The parse command breaks up the script into sequentially smaller elements. A script contains one or more commands. A command is a set of words that is terminated by a semicolon, newline or end the of the script and has no unclosed quotes, braces, brackets or array element names. A word is a set of characters grouped together by whitespace, quotes, braces or brackets. Each word is composed of one or more tokens. A token is one of the following types: text, variable, backslash, command, expr, or operator. The type of token specifies how to decompose the string further. For example, a text token is a literal set of characters that does not need to be broken into smaller pieces. However, the variable token needs to be broken into smaller pieces to separate the name of the variable from an array indices, if one is supplied.

The first and last indices are treated the same way as the indices in the Tcl string command. An index of 0 refers to the first character of the string. An index of end (or any abbreviation of it) refers to the last character of the string. If first is less than zero then it is treated as if it were zero, and if last is greater than or equal to the length of the string then it is treated as if it were end. If first is greater than last then an empty string is returned.

parse command script [arg first] [arg last]

Returns a list of indices that partitions the script into commands. This routine returns a list of the following form: commentRange commandRange restRange parseTree. The first range refers to any leading comments before the command. The second range refers to the command itself. The third range contains the remainder of the original range that appears after the command range. The parseTree is a list representation of the parse tree where each node is a list in the form: type range subTree.

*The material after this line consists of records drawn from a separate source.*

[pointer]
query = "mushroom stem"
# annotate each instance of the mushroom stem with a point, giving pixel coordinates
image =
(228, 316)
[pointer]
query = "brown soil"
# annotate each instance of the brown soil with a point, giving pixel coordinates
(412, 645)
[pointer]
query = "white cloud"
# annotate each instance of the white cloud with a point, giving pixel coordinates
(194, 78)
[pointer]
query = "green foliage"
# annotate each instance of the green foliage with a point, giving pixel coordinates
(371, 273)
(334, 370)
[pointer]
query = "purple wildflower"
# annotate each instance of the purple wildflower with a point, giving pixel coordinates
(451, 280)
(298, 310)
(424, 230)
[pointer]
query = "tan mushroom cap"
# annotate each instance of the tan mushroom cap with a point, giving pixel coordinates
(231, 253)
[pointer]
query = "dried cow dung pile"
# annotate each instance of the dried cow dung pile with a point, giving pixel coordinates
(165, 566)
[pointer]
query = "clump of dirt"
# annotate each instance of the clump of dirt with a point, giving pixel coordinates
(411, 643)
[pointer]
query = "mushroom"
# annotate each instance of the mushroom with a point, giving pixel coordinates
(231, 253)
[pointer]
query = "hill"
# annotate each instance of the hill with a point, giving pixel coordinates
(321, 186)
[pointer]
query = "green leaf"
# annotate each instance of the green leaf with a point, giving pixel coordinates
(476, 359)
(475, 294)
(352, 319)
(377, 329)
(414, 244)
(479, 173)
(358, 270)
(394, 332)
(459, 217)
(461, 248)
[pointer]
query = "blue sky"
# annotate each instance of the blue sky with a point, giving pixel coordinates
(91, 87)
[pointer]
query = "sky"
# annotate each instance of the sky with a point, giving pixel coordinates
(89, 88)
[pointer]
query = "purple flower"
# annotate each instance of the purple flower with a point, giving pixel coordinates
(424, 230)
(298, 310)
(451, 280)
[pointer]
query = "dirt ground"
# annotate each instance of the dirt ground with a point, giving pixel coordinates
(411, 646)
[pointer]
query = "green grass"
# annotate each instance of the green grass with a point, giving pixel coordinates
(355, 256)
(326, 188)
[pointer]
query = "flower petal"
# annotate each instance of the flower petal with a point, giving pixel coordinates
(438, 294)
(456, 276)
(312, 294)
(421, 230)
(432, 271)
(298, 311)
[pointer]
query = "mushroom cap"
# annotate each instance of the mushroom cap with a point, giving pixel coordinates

parse expr script [arg first] [arg last]

Returns a list that partitions an expression into subexpressions. The first element of the list is the token type, subexpr, followed by the range of the expressions text, and finally by a subTree with the words and types of the parse tree.

parse varname script [arg first] [arg last]

Returns a list that partitions a variable token into words. The first element of the list is the token type, variable. The second is the range of the variable's text, and the third is a subTree that lists the words and ranges of the variable's components.

parse subcommand script first last

Returns a list of indices that partitions a subcommand token into words. The first element in the list is the beginning index of the subcommand token, and the second element in the list is the end index of the subcommand token. The pattern is repeated for each subcommand token in the script. The first index must point to the character '[' and the last index must point to the ']' character otherwise the command will return an empty string. Each of the partitioned strings should be parsed further by using the parse token command.

parse list script [arg first] [arg last]

Parses a script as a list, returning the range of each element. script must be a valid list, or an error will be generated.

parse getrange string ?index length?

Gets the range in bytes of string, optionally beginning at ?index? of length ?length? (both in characters). Equivalent to string bytelength.

parse getstring string [arg first] [arg last]

Get the section of string that corresponds to the specified range (in bytes). Note that this command must be used instead of string range with values returned from the parse commands, because the values are in bytes, and string range instead uses characters as its units.

parse charindex string [arg first] [arg last]

Converts byte oriented index values into character oriented index values, for the string in question.

parse charlength string [arg first] [arg last]

Converts the given byte length into a character count, for the string in question.

EXAMPLES

set script {
    while true {puts [getupdate]}
}
parse command $script {0 end}

Returns:

{0 0} {5 30} {35 0} {{simple {5 5} {{text {5 5} {}}}} {simple {11 4} {{text {11 4} {}}}} {simple {16 18} {{text {17 16} {}}}}}

Or in other words, a string with no comments, 30 bytes long, beginning at byte 5. It is composed of a series of subwords, which include while, true, and {puts [getupdate]}.

Keywords

parse, parser